The challenge set for the Democaster project was to create the lowest cost yet reliable webcasting solution for community and government groups using open source solutions to the greatest extend possible.

This focused Democaster on audio with webcam images to add a visual element. Video does not fit the low cost, non-proprietary, and highly accessible paradigm.


MP3 is not open.

Despite the notion that MP3 is an open format, it is not. A license is required for larger scale use and producers would have to be sent to third-party sites to download encoding "codecs" making it more complicated to use. At the lower bitrates desired by Democaster, MP3 also sounds like someone talking in a tin can. By transcoding at the server, only one instance of MP3 encoders is required.

Ogg is an open, non-proprietary modern format.

Ogg has been slow to catch on with mainstream media players because it threatens the proprietary model of quality sound encoding and streaming. Winamp and current releases of Real support Ogg playback as well as some "MP3 Players."
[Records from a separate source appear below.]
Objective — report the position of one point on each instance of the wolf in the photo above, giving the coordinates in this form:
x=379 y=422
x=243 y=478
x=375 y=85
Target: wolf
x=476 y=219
However, Ogg encoders may installed directly with Oddcast (plug-in used with Winamp) and sound better than MP3 at lower bitrates. This allows us to focus our producer support on one audio format. By transcoding the server, MP3 becomes a viable access format.

What about video?

While the developers of Ogg have been working with video. Video encoding and streaming is much more proprietary than the audio environment. There is no MP3-like format that plays on multiple players for example.

More importantly, the cost to capture, encode and distribute quality video is at least ten times more expensive per webcast. From video camera equipment and operators to lighting and "on-camera" manners of public officials, video is an order of magnitude more complex.

No one questions the fact that video (webcasting and digital television to justify expense and make more accessible) is more sexy and should be used by larger public authorities sooner rather than later, but even in larger government organisations many smaller scale public meetings not candidates for video webcasting would benefit from increased public accessibilty via Democaster. Democaster is particularly suited for meeting and events where a video camera will not be present in the near future or perhaps never.

With Democaster, sustainability is based on low ongoing costs and the viable creation of local audio webcasting skills and zero or minimal new equipment costs.

The real challenge for Democaster is democratic motivation and sense that the two to three initial set-up hours and 15 minute (or less) configuration time for each additional webcast is a cost smaller than the benefit of making an organisations public meeting audio more accessible. Unrealistic or raised expectations about the number of citizens who will listen to a webcast and the cost to promote listening present must be managed. By making the audio as compact as possible for steaming, downloading (for MP3 players, etc.), and podcasting accessibility can help double those in "attendance" from 10 to 20 or 100 to 200. Democaster is about reaching citizens who want to make a difference in their communities, not audio entertainment that will reach thousands.